First, we might categorize presidents according to their knowledge of the region--if not their subtlety about the Arab world, their sophistication about the developing world more generally--as compared with, say, a Manichaean ideology in which preemption of dark forces takes precedence over any peace, which could anyway never be trusted. The latter view was hammered into a platform by neoconservatives during the late 1970s--one that cast America in a perpetual fight against evil (serially, "evil empire," "radical evil," "axis of evil") and cast Israel as America's biggest aircraft carrier. Second, we might categorize presidents as relatively strong or weak. Do they have broad popularity and reliable Congressional support for their agenda, however modest, or does presidential popularity fluctuate with media-hyped judgments of their efficacy or ineffectuality, or their virtues or peccadilloes, while each Congressional action hinges on tough votes? Finally, do presidents have a peculiarly soft spot for Israel, a penchant for seeing the Jewish state as a tribute to freedom or the answer to an ingenuous religious impulse--as natural to the Middle East as the Holocaust museum is to the Mall or "Jerusalem" is to Baptist hymns? Or do presidents see Zionism admiringly enough but mainly through the prism of the practical security problems Israeli leaders say they have?

Eisenhower--Tyler's hero, in a way--might be classified as sophisticated, popular and focused sincerely on Israel's security. (Eisenhower's army liberated the death camps, after all.) Kennedy can be classified pretty much the same way. Both administrations wanted to keep the region calm and were mainly set against Israel's acquiring nuclear weapons. They were certainly unwilling to indulge Zionism's irredentist claims.

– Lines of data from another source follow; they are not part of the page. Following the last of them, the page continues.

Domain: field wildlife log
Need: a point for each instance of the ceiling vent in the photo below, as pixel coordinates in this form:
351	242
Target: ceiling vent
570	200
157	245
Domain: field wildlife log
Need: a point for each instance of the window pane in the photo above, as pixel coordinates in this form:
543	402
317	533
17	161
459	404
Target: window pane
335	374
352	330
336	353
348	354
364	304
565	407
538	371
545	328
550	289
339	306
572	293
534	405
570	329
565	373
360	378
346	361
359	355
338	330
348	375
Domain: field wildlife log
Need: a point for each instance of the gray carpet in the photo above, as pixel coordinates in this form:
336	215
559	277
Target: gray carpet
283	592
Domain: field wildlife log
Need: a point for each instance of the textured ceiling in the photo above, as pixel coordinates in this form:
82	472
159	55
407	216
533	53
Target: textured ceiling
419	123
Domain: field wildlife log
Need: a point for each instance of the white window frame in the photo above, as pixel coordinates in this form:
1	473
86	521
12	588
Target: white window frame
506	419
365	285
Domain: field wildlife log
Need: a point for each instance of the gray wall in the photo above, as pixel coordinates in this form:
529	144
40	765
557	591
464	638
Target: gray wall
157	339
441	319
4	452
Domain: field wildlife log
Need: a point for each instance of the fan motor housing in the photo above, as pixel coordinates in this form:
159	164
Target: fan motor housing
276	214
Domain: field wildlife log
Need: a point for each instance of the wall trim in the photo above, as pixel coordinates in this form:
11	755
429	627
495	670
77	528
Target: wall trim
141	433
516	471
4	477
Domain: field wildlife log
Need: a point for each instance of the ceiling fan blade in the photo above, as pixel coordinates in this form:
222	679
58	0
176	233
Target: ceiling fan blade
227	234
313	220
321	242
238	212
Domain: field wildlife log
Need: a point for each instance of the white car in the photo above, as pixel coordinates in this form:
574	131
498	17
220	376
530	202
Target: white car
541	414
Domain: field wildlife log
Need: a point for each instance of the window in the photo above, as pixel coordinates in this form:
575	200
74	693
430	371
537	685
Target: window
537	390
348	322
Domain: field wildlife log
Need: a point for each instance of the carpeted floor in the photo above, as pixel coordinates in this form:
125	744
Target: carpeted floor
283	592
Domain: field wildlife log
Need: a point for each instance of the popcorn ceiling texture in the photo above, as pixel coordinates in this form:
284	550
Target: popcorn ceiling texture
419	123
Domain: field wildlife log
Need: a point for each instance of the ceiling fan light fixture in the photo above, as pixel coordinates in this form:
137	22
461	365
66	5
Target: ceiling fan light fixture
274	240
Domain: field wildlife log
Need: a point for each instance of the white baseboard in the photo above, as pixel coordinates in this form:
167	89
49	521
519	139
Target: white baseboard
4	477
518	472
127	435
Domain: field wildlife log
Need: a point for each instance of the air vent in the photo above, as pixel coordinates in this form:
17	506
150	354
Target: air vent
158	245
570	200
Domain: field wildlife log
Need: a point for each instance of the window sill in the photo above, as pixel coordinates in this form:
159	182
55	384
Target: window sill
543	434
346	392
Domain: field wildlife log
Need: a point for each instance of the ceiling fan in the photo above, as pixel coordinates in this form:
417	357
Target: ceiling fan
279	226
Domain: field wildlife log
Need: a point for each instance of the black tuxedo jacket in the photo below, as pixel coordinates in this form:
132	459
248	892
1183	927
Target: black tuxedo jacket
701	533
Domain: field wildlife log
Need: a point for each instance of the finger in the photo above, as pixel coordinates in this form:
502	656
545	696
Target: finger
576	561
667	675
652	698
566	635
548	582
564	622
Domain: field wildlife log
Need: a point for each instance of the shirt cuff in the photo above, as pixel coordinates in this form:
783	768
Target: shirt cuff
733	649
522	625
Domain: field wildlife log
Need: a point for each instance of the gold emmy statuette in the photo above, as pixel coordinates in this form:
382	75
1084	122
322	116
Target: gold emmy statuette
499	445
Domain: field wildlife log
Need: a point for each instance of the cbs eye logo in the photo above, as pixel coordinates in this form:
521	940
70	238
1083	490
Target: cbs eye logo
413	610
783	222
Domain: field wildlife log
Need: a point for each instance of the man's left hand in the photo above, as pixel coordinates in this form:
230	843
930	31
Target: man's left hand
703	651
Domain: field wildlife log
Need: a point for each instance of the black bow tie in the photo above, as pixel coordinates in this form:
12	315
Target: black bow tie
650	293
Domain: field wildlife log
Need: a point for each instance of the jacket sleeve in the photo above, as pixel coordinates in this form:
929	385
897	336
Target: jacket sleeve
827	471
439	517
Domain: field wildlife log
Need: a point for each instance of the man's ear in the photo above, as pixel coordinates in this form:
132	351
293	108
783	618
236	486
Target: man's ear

The first shift came with President Johnson, especially after the Six-Day War, when his power was still great. But Johnson's ignorance of the Middle East, made worse by Vietnam-induced paranoia, was twinned with peculiar affections for liberal and Jewish allies--not just Fortas and Krim but Arthur Goldberg and the New York bankers Abe Feinberg and David Ginsburg--who prompted him to throw his considerable political strength directly behind Israel's cause. At first, as reciprocal escalations in May 1967 seduced Nasser into reimposing a blockade on the Strait of Tiran, Johnson tried to restrain Israeli forces and deal with the matter by international action. Then, after Israel's mobilization was followed by a shocking victory, Johnson tried to bask in its reflected glory. He delivered Israel its first Phantom jets, opening decades of codependent relations between the IDF and the Pentagon. He backed Israel's interpretation of UN Resolution 242, which nurtured its hope of keeping much of the conquered land and all of Jerusalem. "Johnson and Rusk," Tyler writes, "faced a choice: support Israel's occupation strategy or demand a full withdrawal. There was very little debate, at least in the White House. Johnson believed that Nasser had provoked the war, and though Israel had ignored his pleas to avoid a rush to combat, Johnson acceded to Israel's desire on how to play the postwar diplomacy."